3 ) La social‐démocratie devrait créer des conditions comparables pour l’égalité des
des styles de vie et du prestige. La « célébration de la créativité, de la diversité et de l’excellence »33 est, cependant, limitée dans un double sens. Les sociaux‐démocrates visent à abolir et à contrôler les différences extrêmes de revenus non gagnés et de richesses héritées. La pauvreté devrait être combattue à l’aide d’un assortiment de politiques de sécurité, de politiques fiscales et morales de promotion de l’acceptation d’emplois au bon niveau de compétence, d’instruction, de garderies, de sanctions (systèmes où les chômeurs doivent participer à des programmes de création d’emploi pour recevoir des allocations), de renouveau urbain (contre la ségrégation, les ghettos, le crime organisé et les zones de non‐droits), de valeurs familiales, aussi bien que de l’accès aux services sociaux (pas de cercle vicieux auquel sont confrontés les bénéficiaires d’allocation de chômage ou d’insertion qui ne peuvent travailler, même de manière temporaire, sans perdre leurs droits aux services gratuits). De plus, les stratégies d’» évasion fiscale » (prix de transfert et exportation du profit réalisé pour éviter de payer des taxes et impôts) et de « double bénéfice » (biens et services publics consommés dans un pays, mais dont les revenus sont déclarés et les taxes payées dans un pays étranger) devraient être découragées et combattues.

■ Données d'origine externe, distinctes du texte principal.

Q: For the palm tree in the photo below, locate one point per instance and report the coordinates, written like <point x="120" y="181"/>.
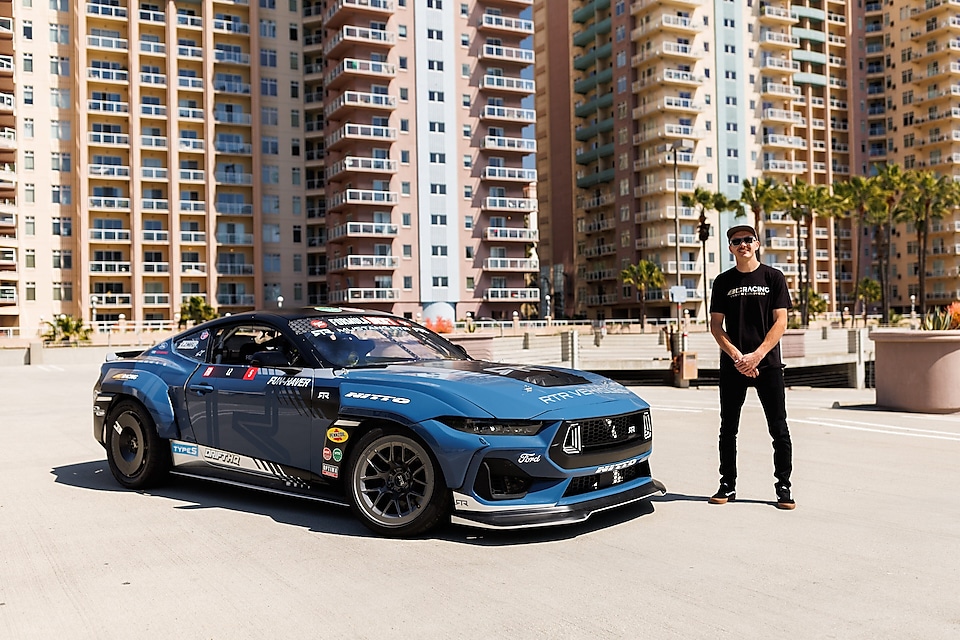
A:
<point x="807" y="202"/>
<point x="868" y="290"/>
<point x="64" y="328"/>
<point x="197" y="310"/>
<point x="761" y="197"/>
<point x="892" y="182"/>
<point x="927" y="197"/>
<point x="644" y="275"/>
<point x="861" y="195"/>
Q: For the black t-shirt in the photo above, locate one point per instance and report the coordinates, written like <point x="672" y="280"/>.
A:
<point x="747" y="302"/>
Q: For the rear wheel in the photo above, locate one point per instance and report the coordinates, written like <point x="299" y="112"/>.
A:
<point x="395" y="487"/>
<point x="138" y="457"/>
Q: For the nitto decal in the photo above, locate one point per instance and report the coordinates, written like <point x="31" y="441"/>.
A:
<point x="377" y="396"/>
<point x="338" y="435"/>
<point x="283" y="381"/>
<point x="221" y="456"/>
<point x="184" y="449"/>
<point x="616" y="467"/>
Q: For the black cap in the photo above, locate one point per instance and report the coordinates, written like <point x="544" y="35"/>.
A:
<point x="739" y="228"/>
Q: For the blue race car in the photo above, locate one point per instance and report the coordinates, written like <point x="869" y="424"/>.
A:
<point x="368" y="409"/>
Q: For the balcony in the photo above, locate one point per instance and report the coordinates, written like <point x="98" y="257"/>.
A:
<point x="356" y="132"/>
<point x="352" y="67"/>
<point x="240" y="239"/>
<point x="110" y="235"/>
<point x="511" y="295"/>
<point x="110" y="266"/>
<point x="507" y="54"/>
<point x="365" y="230"/>
<point x="236" y="299"/>
<point x="510" y="204"/>
<point x="511" y="264"/>
<point x="510" y="114"/>
<point x="357" y="294"/>
<point x="508" y="84"/>
<point x="234" y="269"/>
<point x="362" y="197"/>
<point x="98" y="202"/>
<point x="355" y="164"/>
<point x="364" y="262"/>
<point x="512" y="234"/>
<point x="350" y="100"/>
<point x="503" y="143"/>
<point x="155" y="236"/>
<point x="506" y="24"/>
<point x="232" y="87"/>
<point x="350" y="35"/>
<point x="509" y="174"/>
<point x="357" y="10"/>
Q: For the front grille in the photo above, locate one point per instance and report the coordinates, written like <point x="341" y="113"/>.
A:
<point x="597" y="433"/>
<point x="597" y="481"/>
<point x="597" y="441"/>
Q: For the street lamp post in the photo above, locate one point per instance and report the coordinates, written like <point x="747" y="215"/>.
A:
<point x="93" y="311"/>
<point x="676" y="147"/>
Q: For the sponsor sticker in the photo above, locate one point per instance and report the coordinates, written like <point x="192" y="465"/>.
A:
<point x="184" y="449"/>
<point x="331" y="470"/>
<point x="377" y="396"/>
<point x="284" y="381"/>
<point x="336" y="434"/>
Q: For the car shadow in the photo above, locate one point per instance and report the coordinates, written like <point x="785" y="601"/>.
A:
<point x="331" y="519"/>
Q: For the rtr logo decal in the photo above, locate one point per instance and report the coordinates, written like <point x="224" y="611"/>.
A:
<point x="336" y="434"/>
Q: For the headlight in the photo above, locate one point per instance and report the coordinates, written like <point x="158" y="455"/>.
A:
<point x="494" y="427"/>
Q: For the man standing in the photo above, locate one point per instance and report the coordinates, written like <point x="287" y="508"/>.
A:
<point x="748" y="315"/>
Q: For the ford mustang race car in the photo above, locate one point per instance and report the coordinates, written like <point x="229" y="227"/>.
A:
<point x="377" y="412"/>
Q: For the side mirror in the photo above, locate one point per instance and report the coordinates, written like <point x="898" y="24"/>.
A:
<point x="271" y="359"/>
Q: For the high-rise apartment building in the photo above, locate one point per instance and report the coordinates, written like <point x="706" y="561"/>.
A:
<point x="674" y="95"/>
<point x="363" y="152"/>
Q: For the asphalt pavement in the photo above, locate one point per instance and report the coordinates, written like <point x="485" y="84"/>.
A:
<point x="871" y="551"/>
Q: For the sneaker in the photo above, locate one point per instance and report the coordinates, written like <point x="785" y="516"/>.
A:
<point x="784" y="499"/>
<point x="725" y="494"/>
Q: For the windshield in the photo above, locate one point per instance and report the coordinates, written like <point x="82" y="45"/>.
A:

4 ) Les sociales‐démocraties devraient renforcer leur engagement envers une société
ouverte et les missions humanitaires via un large éventail de mesures. Cela inclut, entre autres choses, l’hospitalité envers les réfugiés politiques, l’aide à l’intégration des travailleurs étrangers (cours de langue, programmes spéciaux pour l’emploi des travailleurs étrangers et le développement de l’esprit d’entreprise de ces derniers), la régulation d’un commerce mondial ouvert, juste et concurrentiel et hostile aux interventions politiques en faveur de champions nationaux ainsi qu’aux subventions à l’exportation et aux subventions biaisant le commerce), le développement de l’aide humanitaire sous condition de bonne gouvernance, la participation aux opérations de maintien de la paix et de respect des pactes de stabilité régionale.
5 ) Enfin, la social‐démocratie devrait promouvoir l’inclusion des citoyens et une forte
démocratie. Cette réforme implique, entre autres choses, un pacte social, une autonomie régionale, des prises de décisions interactives, des protections légales pour les minorités et les femmes, un financement raisonnable des partis politiques des associations non gouvernementales, des institutions et des pratiques de démocratie représentative et directe (responsabilité financière, pouvoirs du parlement, référendum), et des libertés et responsabilités personnelles.